Она обхватила обеими руками его руку, как будто говоря, что рада будет идти с ним рядом, даже если у них не будет иного укрытия, кроме его старого зонта, – лишь бы только он всегда держал его над нею.
Надо сказать, что редкое объяснение происходит в столь невероятно трудных условиях. Из-за грязи мистер Баэр не мог встать на колени и не мог предложить руку иначе как на словах, потому что обе его руки были заняты. К тому же на глазах у прохожих он не смел изливать свои чувства. Зато лицо его сияло так, что Джо показалось, будто в капельках дождя на его бороде играют маленькие радуги. Не люби он Джо уже давно, едва ли он мог бы влюбиться в нее теперь, когда все на ней было в плачевном состоянии, а шляпка – та и вовсе безнадежно испорчена. Но, к счастью для обоих, он продолжал считать ее лучшей женщиной на свете, а сам он на фоне хмурого неба еще больше напоминал ей громовержца Юпитера.
Редкие прохожие наверняка сочли их парой безобидных сумасшедших – так беззаботно прогуливались они под дождем, не замечая грозно сгустившихся сумерек и тумана. А их мало заботило, что о них могут подумать. Ведь они переживали тот единственный в жизни час, когда старость чувствует себя молодостью, невзрачность – красотой, бедность – сказочным богатством и когда каждому человеку чудится, что он в раю.
Вид у профессора был такой, словно он завоевал королевство, и весь мир уже не может предложить ему большего блаженства. Джо шагала рядом с ним, и ей казалось, что ее место только возле него и нигде более; было даже странно, что когда-то она могла примерять к себе иную будущность.
Она первая решилась возобновить разговор. Не будем здесь приводить невнятных восклицаний, последовавших за «О да!», обратимся лишь к сказанному ими обдуманно и осмысленно.
– Фридрих, отчего бы…
– Боже! Она назыфает меня по имени. С тех пор, как не стало Минны, ни одна жифая душа не обращалась ко мне так, – профессор остановился посреди лужи, не сводя с нее благодарного и восторженного взгляда.
– Мысленно я давно зову вас по имени, но если вам не нравится…
– Мне не нрафится? Да что может быть для меня слаще? Разве только если мы станем говорить друг другу «ты»…

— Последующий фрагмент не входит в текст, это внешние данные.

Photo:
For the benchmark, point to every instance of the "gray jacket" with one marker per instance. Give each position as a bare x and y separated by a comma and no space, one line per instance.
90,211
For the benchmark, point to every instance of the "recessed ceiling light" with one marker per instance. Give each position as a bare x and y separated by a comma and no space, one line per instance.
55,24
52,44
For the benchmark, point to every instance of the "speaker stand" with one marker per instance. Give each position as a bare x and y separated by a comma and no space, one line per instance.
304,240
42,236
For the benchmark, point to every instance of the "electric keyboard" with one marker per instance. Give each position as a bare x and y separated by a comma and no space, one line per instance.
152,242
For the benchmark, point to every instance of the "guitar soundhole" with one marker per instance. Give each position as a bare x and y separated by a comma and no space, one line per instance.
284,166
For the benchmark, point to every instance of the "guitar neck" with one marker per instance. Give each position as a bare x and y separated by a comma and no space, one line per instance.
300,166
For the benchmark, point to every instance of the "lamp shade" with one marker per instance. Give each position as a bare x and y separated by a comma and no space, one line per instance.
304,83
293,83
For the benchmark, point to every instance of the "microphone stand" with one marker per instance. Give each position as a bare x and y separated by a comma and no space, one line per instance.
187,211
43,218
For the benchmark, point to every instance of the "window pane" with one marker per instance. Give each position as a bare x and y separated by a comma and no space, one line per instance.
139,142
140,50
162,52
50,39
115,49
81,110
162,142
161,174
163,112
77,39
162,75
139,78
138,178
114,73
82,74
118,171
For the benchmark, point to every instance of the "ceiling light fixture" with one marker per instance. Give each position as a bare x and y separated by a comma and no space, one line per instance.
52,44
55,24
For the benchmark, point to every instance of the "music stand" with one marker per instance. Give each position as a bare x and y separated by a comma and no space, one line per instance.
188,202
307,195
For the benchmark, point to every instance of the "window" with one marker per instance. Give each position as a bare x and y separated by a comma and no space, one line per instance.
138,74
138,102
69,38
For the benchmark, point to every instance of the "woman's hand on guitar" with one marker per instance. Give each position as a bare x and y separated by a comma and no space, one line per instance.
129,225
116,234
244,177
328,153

– Так сразу? Пожалуй, это немного сентиментально.
– Так федь это прекрасно! Сентиментальность! На этом стоит немецкий дух. Благодаря ей мы сохраняем нашу молодость. Я так устал от ледяного английского «фы»! – у Баэра был вид скорее романтического студента, чем солидного профессора.
– Так почему ты не предложил мне этого раньше? – смущаясь, спросила Джо.
– Послушай, я теперь хочу открыть тебе свое сердце. Ты федь отныне принимаешь на себя заботу о нем. Послушай, моя Джо – ах, какое это феселое, забавное имя! Я хотел много сказать тебе уже в Нью-Йорке, но мне показалось, что твой красивый друг… что он помолвлен с тобой. А если я сделал бы тебе предложение еще тогда, ты согласилась бы?
– Не знаю. Вряд ли. Дело в том, что тогда у меня вообще не было сердца.